Norsk Hydro ASA, which operates the largest primary aluminum plant in Europe, is calling for sanctions to be imposed on Russian metals as European producers cut output to cope with surging energy costs.
“We see that European aluminum is really suffering from the war,” the firm’s Chief Executive Officer Hilde Merete Aasheim said in an interview on Bloomberg Television on Wednesday. “There is a paradox that a number of producers have been self-sanctioning in terms of Russian metal, while there are others that are buying Russian metal and are gaining from the war in many ways.”
Russian aluminum is currently not sanctioned in the US and across Europe, although a few European buyers are balking at purchasing the metal.

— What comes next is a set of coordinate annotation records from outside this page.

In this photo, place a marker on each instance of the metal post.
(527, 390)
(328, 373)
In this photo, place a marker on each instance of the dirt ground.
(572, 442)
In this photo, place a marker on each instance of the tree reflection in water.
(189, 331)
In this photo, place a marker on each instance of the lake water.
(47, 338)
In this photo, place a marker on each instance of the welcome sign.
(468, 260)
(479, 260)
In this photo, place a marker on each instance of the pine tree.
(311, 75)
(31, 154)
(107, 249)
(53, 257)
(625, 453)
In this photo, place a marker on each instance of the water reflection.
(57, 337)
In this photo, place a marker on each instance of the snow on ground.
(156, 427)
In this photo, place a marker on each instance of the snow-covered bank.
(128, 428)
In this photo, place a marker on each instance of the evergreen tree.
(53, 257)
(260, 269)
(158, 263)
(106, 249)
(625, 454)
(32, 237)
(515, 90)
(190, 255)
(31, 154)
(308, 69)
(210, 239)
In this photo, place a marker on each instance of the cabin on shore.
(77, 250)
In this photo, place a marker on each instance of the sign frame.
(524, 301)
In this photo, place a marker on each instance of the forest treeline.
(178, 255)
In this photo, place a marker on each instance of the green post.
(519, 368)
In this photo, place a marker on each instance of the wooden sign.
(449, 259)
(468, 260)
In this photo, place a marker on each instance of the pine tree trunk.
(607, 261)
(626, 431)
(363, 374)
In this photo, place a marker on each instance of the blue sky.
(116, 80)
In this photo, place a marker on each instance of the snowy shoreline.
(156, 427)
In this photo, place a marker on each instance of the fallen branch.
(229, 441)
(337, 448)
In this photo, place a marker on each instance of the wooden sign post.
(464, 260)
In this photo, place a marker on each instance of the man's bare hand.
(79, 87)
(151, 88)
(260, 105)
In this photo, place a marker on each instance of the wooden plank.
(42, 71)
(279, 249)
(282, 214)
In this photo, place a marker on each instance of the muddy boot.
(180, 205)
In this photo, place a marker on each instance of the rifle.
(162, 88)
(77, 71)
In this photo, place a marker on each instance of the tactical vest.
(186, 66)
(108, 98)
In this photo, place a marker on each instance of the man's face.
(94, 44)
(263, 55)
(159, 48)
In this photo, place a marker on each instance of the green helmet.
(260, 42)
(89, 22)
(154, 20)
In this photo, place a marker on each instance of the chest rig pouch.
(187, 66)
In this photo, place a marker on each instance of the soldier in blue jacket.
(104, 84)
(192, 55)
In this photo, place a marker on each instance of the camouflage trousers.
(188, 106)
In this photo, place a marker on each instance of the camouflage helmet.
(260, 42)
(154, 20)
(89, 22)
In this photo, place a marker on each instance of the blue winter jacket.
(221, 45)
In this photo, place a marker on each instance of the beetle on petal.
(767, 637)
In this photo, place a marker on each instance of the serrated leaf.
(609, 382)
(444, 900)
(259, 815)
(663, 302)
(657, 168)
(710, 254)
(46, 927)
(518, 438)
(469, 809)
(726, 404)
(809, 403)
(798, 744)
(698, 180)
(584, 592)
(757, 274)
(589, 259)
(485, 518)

Norsk Hydro won’t agree to any new Russian metal, while Novelis Inc. has excluded Russian production from a key tender for new contracts to supply its European factories next year.
Alcoa Corp., the largest US aluminum producer, wrote in a letter to the London Metal Exchange in September that Russian metal shouldn’t be traded on the benchmark industrial metals bourse, according to people familiar with the matter.
Norsk Hydro, which also controls the world’s largest alumina refinery in Brazil, last month decided to curtail output at two smelters in Norway in response to reduced market demand and in August said it will close the Slovalco aluminum facility in Slovakia.